This article is just apologism for the status quo. Nothing new here.
> Memory allocation, array and string handling are often tricky, but with the right libraries and a sound memory strategy, it can be minimized.
Such a handwavy deflection. Parsing strings in C is a joke and also a minefield bursting with vulnerabilities. And if you use null terminated strings (which you are, let’s face it) it’s slow.
Nah, strncpy is pretty bad and doesn't do something anyone really expects to want.
(strncpy doesn't 0-terminate when it hit max length, nor stop when it sees its first 0 in the source buffer; it acts almost entirely like memcpy except that it writes zeroes to the full length of the destination upon seeing a zero in the source.
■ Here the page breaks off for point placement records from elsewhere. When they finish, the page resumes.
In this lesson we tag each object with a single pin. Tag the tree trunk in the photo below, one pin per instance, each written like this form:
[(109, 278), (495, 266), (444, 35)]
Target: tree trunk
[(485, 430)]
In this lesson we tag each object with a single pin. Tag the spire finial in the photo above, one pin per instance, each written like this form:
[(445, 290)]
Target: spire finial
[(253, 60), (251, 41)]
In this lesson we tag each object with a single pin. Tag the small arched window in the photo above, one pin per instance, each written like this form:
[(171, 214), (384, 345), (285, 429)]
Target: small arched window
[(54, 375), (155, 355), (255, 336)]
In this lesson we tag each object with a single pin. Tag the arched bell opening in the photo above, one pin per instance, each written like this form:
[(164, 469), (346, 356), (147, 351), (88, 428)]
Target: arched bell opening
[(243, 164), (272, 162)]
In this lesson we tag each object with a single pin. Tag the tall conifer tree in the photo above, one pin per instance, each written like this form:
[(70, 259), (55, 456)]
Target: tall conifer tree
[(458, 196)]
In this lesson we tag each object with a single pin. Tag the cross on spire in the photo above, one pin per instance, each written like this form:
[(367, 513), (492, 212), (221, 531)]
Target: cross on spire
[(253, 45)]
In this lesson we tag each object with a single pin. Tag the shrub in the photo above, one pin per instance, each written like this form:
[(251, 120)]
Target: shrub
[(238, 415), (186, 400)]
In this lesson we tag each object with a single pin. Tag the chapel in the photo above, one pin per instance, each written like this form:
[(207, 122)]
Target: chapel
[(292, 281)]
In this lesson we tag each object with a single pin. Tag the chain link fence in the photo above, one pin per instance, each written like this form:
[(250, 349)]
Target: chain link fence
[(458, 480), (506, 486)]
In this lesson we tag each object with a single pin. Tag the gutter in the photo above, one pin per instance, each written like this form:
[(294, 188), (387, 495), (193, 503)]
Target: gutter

This is allegedly useful for populating fixed-sized buffers in historical Unix, and can plausibly be useful for writing out tar headers, but in practice very little code in the wild does anything observably different if you #define strncpy memcpy.)
There is A solution. Is it the best solution? Are there other solutions which may offer better performance or safety.
I don't we should stop trying to improve just because an existing solution exists, especially in the space of systems programming which has barely moved in decades
Typical statement coming from people lacking experience in this field (no offense meant).
The truth is, parsing strings in C is as easy as in any other language. You have a string array and a length field, and you scrub through it from left to right with a cursor. Done.
What you do not get in C is creating lots of string objects willy-nilly, and concatenating them with a plus sign, like you do in scripting languages.
> Memory allocation, array and string handling are often tricky, but with the right libraries and a sound memory strategy, it can be minimized.
Such a handwavy deflection. Parsing strings in C is a joke and also a minefield bursting with vulnerabilities. And if you use null terminated strings (which you are, let’s face it) it’s slow.